Personnellement j'ai été scolarité dans le "tradi" jusqu'au lycée. Ca s'est très mal passé.
Dans un premier temps ça allait parce que le patrimoine culturel de mes parents me permettaient de suivre en classe sans difficulté, mais arrivé à la fin du collège puis au lycée ça a été une catastrophe. Je n'arrivais pas à communiquer avec les gens, j'étais tout le temps fatiguée, la peur de ne pas assez dormir me faisait faire des insomnies chroniques. Souvent en rentrant de cours je m'effondrais sur mon lit et je n'avais plus la force de rien faire.

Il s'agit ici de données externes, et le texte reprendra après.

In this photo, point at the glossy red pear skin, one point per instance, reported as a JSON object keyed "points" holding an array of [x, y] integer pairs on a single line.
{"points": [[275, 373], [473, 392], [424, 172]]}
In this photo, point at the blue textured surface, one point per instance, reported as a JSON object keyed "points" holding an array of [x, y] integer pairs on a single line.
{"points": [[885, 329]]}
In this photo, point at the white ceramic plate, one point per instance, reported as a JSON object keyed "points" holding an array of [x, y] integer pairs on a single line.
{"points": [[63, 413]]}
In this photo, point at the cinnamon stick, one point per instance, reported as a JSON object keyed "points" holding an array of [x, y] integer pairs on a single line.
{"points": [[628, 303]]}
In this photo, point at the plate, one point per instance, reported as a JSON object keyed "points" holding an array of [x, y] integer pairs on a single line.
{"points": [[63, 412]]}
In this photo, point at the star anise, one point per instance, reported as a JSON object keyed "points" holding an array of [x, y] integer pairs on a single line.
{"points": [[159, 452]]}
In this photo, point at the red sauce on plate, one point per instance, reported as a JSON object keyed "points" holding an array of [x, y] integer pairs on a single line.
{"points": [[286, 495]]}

J'ai beaucoup souffert de manquer de temps pour lire et pour travailler sur ce qui m'intéressait réellement. Certains cours étaient passionnants, d'autres étaient du réchauffé pour moi, je supportais mal de devoir supporter les erreurs et les approximations des profs sans pouvoir les corriger ou sans pouvoir aller plus loin.
En premiere j'ai pu aller au Lycée Autogéré de Paris et ça m'a sauvé la vie ! Parce que ce dont j'avais besoin à ce moment là c'était de réapprendre à avoir des relations sociales, ne pas avoir peur des gens, assumer ce que j'ai à dire. Et ce lycée m'a permis ça, et pourtant je n'allais pas en cours. Ca m'a aussi apporté une formation politique et des grilles de lecture du monde différentes de celles qu'on apprend à l'école.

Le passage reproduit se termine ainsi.